By Professor Noah Lewin-Epstein and Associate Professor Haya Stier


It is recommended that you start with the first chapter, and then proceed chronologically. In this way, you will develop your skills gradually.

Introduction: Family and work in industrialised societies

During the last half century, women's labour force participation rose rapidly in most industrialised countries. This change is nowhere more evident than among married women and mothers of young children whose prevalence of paid employment rose dramatically. The rise in wives’ economic activity shifted many families from the traditional situation of a sole male provider to a dual-earner family organisation. Indeed, families dependent on a sole male provider have become a minority in most industrialised societies [Sti03] [Spa96] [Bia99] [Wai01]. Women’s rate of participation in the labour force has grown more similar to men’s over the years. In Sweden, for example, women's labour force participation rate rose from 60% in the 1970s to close to 80% in the 2000s, while the rate for Swedish men fell from more than 90% to somewhat over 80% during the same period. A similar trend, although at lower rates, is evident in many European countries, although women have not yet reached parity with men [Pfa05].

Changes in women's economic activity notwithstanding, gender differences in economic behaviour still remain. Women are more likely than men to work part-time and their labour market attachment is more likely to be interrupted, primarily as a result of marriage and childbirth. Women also tend to hold different jobs than men. It is true that women can be found in practically every occupation at every level of authority, but, for the majority of women, gender-linked occupational segregation is still very much a part of their work experience. As a result of these differences, earning disparities between men and women, while somewhat narrower than in the past, show no sign of disappearing.
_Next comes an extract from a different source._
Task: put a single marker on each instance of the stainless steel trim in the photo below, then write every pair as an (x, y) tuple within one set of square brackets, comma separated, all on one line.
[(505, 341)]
Indeed, despite all the changes that have taken place in the last quarter of a century, gender inequality is still a highly visible feature of the labour market. At the outset of the 21st century, women in industrial societies earn between two-thirds and four-fifths of similarly employed males [Orl02].

Even more puzzling is the fact that the changes in women’s economic position have not brought about a corresponding change in the division of housework and care work within the family. Although the amount of time women invest in housework has declined in recent decades, the small increase in the time spent by men on housework chores only partially offsets this reduction [Ger03] [Col00]. In all industrialised countries, women are still left with the major responsibility for housework and child care. Thus, the household division of labour remains unbalanced and gender dependent [Orl02].

The trends discussed above have emerged in all industrialised countries. However, considerable variation remains with respect to female labour force participation, the prevalence of part-time work and the organisation of households. Indeed, countries differ in the way gender relations are perceived and consequently in the institutional arrangements that are put in place. This is evident from the variety of social policies that have been implemented to facilitate women’s employment, reduce work-family conflict and promote gender equality [Sti07].

In the following chapters, we provide a prism for utilising the European Social Survey data in comparative analysis and then use this prism to discuss some of the most pertinent issues relating to the family-work nexus. We start out with a brief introduction to the different ways in which survey data are used in comparative research. Following this general methodological review, we outline a typology of societies which we will use throughout the text as an apparatus that will guide the comparative analysis of data from different countries. We then turn, successively, to labour market and household components of the work-family nexus and end with an evaluation of the ways in which individuals and families balance the two.